Steve menatap tajam ke arahnya.
"Pinkan sudah tidur?"
"Tentu saja, aku tidak akan membiarkan sendirian saat dia terbangun."
"Membiarkan sendirian your ass..." gumam Steve kesal.
"Sedang apa kau disin..." BukkKKKK
Steve menonjok Gibran tepat diwajahnya. Darah segar keluar dari hidungnya. Gibran mengusapnya.
Steve mengatur napasnya.
"Hei, apa yang kau lakukan?" Gibran keheranan.
"Tanganku sangat gatal, aku mencari apotek untuk membeli obat tapi tidak menemukan nya. Thanks to you, I'm cured!" Steve berlalu meninggalkan Gibran untuk kembali masuk ke rumah sakit. Meninggalkan Gibran yang masih bengong.
"Hei Steve, kau mau mati!!!"
.
Terdengar announcement petugas bandara agar para penumpang pesawat segera boarding dari pintu A12. Viona terkesiap sebentar. Ia tertawa tak percaya.
~ "Ah, aku tidak menyadarinya. Mungkin terluka ketika aku naik kereta tadi sore."
"Kau naik kereta????" suara Steve meninggi. ~
Ia masih mengingat wajah shock Steve yang tampak begitu bodoh dimata Viona. Ada pesawat yang begitu mudahnya dan Viona memilih naik kereta dan berdesak-desakan dengan banyak orang. Bukankah lebih cepat dan aman naik pesawat? Pasti Viona lebih bodoh dari ekspresi Steve tadi. Ia sudah cukup mempermalukan dirinya hari ini dan sekarang lecet dikakinya terasa sangat sakit.
"Agh...setidaknya aku harus merasakannya saat aku sampai rumah. Kenapa disini?" Viona mengomel kesal. Tapi akhirnya ia berjalan juga menuju lapangan udara dan menikmati angin malam yang sejuk...atau dingin. Dia tidak tahu. Yang terpenting sekarang ia harus sampai di rumah dan beristirahat.
"Aku tidak ingin bekerja besok."
Suara mesin pesawat berdengung keras meninggalkan bandar udara. Dengan cahaya kelap-kelip kecilnya, menembus awan dan terbang diantara bintang-bintang di langit. Viona mencari bintang melalui jendela kecil pesawat. Tidak ketemu, ia cemberut. Lalu ia memperbaiki posisi duduknya dan mencoba lebih bersantai. Ia terdiam.

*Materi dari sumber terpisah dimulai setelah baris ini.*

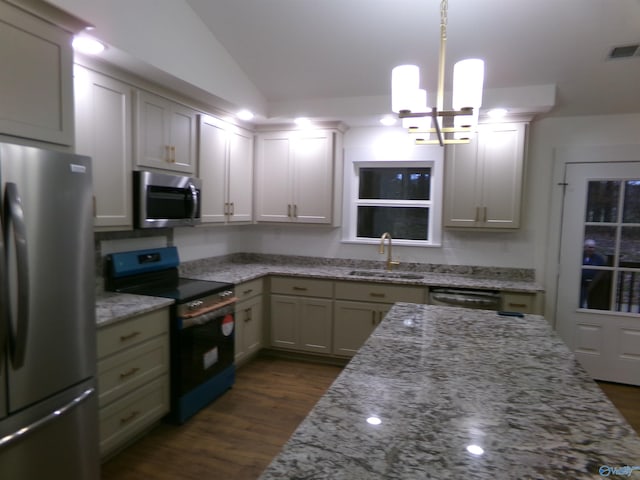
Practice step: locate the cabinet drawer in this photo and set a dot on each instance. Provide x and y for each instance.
(249, 289)
(131, 368)
(302, 286)
(519, 302)
(126, 418)
(131, 332)
(378, 292)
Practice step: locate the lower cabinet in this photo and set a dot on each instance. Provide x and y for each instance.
(522, 302)
(249, 321)
(133, 378)
(353, 323)
(360, 307)
(301, 314)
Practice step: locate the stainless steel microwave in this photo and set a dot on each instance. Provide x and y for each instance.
(165, 200)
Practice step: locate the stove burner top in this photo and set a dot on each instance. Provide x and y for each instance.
(155, 273)
(184, 290)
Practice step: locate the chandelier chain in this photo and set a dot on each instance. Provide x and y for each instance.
(444, 6)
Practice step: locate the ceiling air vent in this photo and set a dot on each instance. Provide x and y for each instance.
(624, 51)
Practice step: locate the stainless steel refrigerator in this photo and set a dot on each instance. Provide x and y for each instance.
(48, 401)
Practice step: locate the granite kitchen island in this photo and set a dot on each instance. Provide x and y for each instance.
(441, 379)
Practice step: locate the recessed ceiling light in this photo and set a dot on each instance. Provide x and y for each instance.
(497, 113)
(388, 120)
(88, 45)
(303, 122)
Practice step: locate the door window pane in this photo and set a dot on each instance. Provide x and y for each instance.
(613, 249)
(602, 201)
(411, 223)
(631, 210)
(395, 183)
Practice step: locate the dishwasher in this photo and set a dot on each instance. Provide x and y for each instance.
(458, 297)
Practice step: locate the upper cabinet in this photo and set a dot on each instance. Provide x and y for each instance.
(483, 179)
(165, 134)
(226, 171)
(36, 84)
(103, 131)
(295, 176)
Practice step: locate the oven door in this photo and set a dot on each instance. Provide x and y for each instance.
(206, 347)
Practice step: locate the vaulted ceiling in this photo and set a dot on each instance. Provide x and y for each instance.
(302, 53)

Gibran, apa kamu merindukanku?
Entah kenapa tiba-tiba Viona teringat senyuman Gibran tadi malam. Senyuman yang pertama kali Viona lihat dan membuat jantungnya berdetak tak beraturan. Namun senyuman itu bukan untuknya.
Aku penasaran apakah Gibran bisa tersenyum seperti itu dihadapanku?